The attorneys for Alexander said that Jagdeo had defamed their client by falsely and erroneously claiming that Alexander ran IDPADA-G for personal gain, advancement, and benefit.

But through his attorneys, Jagdeo denies that the publications of August 19 and 20 last year were defamatory, false, or malicious as alleged or capable of any defamatory meaning whatsoever.

The IDPADA-G chairman filed a GUY$159 million (One Guyana dollar=US$0.004 cents) lawsuit against the Vice President, who had earlier refused Alexander’s offer to settle the matter out of court for GUY$50 million.

In documents filed in the High Court, Jagdeo, while maintaining that his utterances were not defamatory, said he would contend that the words that Alexander complains about “are substantially actual.

“The words complained of were fair comments and an expression of honest opinions on matters of public importance, and their publication was for the public benefit. The first named defendant was under a public duty to publish the said words to the general public, entitled to receive such information. The words complained of were published on an occasion of qualified privilege,” Jagdeo said in the court documents.

Jagdeo said IDPADA-G is a private company, and at all material times, Alexander was of its beneficial owners.

He said the company received GUY$500 million from the government from 2018 to 2022, and he reserves the right to introduce evidence of further disbursements of public funds to that company.
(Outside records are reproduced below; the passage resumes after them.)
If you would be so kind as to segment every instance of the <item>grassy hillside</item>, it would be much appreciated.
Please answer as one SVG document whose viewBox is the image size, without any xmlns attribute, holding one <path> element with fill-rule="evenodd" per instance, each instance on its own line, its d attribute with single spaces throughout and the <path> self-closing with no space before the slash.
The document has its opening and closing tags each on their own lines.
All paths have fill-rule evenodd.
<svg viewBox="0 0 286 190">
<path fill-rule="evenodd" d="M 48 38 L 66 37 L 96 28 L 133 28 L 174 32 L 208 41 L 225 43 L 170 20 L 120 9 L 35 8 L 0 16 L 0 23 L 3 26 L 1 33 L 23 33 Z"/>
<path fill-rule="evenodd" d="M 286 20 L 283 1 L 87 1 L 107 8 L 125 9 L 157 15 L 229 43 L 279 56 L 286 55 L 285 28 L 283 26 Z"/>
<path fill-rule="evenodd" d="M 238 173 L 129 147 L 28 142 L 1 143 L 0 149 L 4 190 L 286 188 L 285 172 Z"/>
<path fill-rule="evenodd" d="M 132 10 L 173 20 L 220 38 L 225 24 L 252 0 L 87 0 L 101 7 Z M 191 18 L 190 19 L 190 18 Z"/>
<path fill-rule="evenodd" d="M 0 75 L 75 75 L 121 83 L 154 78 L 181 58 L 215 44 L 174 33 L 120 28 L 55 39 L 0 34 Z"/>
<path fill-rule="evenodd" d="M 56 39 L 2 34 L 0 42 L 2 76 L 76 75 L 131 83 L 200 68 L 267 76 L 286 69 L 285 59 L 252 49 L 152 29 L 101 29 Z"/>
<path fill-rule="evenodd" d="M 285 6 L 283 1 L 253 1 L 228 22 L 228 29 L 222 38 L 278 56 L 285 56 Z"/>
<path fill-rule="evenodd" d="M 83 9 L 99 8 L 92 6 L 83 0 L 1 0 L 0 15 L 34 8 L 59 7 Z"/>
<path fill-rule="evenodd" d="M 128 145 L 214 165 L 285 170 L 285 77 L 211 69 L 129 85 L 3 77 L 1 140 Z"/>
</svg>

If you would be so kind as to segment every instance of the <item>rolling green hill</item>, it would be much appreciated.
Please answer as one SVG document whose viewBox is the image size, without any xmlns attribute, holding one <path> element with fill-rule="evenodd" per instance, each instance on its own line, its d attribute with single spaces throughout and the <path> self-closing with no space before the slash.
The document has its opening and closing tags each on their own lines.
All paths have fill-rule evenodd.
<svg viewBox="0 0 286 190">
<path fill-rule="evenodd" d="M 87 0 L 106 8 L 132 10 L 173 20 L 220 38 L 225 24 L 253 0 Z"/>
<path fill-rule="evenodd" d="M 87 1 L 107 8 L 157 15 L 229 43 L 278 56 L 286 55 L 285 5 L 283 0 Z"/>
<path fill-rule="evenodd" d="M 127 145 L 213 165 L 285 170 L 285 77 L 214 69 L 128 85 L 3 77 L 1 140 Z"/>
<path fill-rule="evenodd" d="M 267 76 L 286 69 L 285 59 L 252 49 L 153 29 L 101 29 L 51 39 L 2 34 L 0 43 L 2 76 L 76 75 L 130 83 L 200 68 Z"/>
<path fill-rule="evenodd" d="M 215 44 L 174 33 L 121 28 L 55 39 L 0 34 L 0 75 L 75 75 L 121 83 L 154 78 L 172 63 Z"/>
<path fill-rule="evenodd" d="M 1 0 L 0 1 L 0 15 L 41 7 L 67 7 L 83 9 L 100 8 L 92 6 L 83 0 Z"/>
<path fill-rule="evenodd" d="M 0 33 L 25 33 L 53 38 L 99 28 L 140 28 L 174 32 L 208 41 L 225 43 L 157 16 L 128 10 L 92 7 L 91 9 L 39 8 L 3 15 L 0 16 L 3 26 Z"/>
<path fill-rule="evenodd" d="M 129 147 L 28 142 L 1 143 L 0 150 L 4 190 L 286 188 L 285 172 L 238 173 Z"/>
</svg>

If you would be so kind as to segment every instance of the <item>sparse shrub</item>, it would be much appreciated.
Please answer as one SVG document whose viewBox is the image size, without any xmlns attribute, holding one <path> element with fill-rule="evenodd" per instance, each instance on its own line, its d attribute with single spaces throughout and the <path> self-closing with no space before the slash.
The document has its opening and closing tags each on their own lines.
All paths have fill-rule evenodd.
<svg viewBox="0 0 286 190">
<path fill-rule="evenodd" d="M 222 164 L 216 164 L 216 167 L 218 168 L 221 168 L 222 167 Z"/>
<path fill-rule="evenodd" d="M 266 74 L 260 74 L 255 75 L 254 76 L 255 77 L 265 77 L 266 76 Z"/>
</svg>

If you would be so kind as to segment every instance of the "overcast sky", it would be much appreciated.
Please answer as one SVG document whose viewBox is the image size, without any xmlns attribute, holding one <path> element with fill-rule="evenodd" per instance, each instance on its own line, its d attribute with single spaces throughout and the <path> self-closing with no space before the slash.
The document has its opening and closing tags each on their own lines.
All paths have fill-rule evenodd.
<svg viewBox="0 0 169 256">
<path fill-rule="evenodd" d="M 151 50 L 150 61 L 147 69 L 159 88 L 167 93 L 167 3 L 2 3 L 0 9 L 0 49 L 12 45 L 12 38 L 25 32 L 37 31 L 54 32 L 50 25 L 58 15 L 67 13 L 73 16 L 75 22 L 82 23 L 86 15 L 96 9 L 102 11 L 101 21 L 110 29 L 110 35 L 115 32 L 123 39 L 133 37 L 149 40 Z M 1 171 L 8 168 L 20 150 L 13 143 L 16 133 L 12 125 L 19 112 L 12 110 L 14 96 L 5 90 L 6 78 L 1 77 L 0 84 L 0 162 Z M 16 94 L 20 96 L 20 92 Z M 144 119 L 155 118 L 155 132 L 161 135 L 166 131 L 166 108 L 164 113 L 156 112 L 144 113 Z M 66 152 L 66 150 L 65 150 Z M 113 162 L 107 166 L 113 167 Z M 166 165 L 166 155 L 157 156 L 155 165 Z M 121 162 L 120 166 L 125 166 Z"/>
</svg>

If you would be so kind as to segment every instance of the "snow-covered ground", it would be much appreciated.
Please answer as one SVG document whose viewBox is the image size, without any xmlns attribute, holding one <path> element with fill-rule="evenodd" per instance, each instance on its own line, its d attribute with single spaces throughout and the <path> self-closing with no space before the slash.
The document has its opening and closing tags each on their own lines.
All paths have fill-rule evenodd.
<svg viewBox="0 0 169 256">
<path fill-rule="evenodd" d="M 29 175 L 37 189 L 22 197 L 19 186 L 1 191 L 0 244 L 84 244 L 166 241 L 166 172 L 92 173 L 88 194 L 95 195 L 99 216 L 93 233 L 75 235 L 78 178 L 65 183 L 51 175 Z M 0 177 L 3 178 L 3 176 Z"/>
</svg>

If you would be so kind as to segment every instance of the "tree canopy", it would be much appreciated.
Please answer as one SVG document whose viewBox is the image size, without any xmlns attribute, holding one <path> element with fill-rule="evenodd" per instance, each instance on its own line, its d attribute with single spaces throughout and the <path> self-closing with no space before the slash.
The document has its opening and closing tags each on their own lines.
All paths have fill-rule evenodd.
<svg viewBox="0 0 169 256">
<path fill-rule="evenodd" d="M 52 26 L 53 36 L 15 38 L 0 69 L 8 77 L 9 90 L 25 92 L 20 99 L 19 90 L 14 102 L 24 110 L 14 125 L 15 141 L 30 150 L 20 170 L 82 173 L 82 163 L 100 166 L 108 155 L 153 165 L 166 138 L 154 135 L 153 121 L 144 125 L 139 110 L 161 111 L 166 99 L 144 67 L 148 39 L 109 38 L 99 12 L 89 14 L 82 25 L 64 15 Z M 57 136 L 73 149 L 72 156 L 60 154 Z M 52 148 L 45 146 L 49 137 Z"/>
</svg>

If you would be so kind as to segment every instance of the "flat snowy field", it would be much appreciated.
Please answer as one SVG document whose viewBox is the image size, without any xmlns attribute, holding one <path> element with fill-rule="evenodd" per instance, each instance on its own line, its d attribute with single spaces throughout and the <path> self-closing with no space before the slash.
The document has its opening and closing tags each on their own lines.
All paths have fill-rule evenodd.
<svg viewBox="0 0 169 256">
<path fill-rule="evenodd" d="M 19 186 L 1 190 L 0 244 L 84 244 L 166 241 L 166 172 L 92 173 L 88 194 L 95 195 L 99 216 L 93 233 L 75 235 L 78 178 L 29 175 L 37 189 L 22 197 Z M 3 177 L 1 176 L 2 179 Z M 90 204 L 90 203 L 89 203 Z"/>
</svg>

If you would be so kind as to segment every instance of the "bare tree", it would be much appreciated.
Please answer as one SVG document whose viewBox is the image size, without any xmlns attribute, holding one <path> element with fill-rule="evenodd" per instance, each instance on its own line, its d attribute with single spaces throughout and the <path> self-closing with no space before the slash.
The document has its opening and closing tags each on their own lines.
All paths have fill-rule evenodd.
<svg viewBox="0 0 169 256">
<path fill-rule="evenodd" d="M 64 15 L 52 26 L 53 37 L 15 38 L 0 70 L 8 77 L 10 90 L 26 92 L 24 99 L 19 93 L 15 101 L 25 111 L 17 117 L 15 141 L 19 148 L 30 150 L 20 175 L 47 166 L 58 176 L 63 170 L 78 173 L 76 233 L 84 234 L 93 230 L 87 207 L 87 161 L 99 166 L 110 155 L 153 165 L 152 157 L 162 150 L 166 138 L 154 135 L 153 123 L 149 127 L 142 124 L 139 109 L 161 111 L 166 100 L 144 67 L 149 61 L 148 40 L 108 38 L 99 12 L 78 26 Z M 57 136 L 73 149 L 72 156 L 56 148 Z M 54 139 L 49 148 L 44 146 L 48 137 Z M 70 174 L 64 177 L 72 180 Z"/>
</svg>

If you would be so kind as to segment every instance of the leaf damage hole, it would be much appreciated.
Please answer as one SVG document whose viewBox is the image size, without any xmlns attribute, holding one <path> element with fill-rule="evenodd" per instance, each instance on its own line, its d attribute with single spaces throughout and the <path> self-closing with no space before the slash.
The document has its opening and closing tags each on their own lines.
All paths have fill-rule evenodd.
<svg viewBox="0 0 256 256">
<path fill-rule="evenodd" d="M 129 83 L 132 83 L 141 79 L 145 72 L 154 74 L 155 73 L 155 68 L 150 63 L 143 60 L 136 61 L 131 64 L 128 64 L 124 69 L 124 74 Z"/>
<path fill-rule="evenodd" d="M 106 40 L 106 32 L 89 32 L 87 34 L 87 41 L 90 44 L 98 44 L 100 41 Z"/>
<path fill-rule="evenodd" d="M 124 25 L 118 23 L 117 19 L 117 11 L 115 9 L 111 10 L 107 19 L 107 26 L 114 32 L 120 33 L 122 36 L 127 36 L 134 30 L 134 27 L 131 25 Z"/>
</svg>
Jagdeo said financial records show that the company disbursed GUY$343,000 as grants “to ordinary Afro Guyanese who are intended to be the true beneficiaries of the funds” and GUY$42 million as salaries and allowances out of a total disbursement of GUY$100 million in 2020.

Jagdeo said he “will rely upon the audited financial statements of the company during the entire period it has been the recipient of State funds” and that he “will contend that only a small proportion of the said State funds have been disbursed as grants to ordinary Afro-Guyanese.”

The Vice President said he would justify using the word “parasite” that the actions constituted “a drain on society.”

Jagdeo claimed he had received numerous complaints from persons in the African Guyanese community and the intended beneficiaries of the money that they have been unable to access and have been excluded from any decision regarding the use and allocation.

Jagdeo said he would contend that he is politically, legally, and morally urged to speak out and condemn acts of illegalities, corruption, nepotism, and cronyism and has an additional duty to expose excesses, abuse of power, mismanagement, incompetence in public office, misuse of State resources and violations of the law and the Constitution.

The government has since withheld funds from IDPADA-G, the country’s privately-run coordinating mechanism for the United Nations Decade for African Descent, prompting legal action to compel the government to disburse the funds.

No date has yet been set for the hearing of the lawsuit.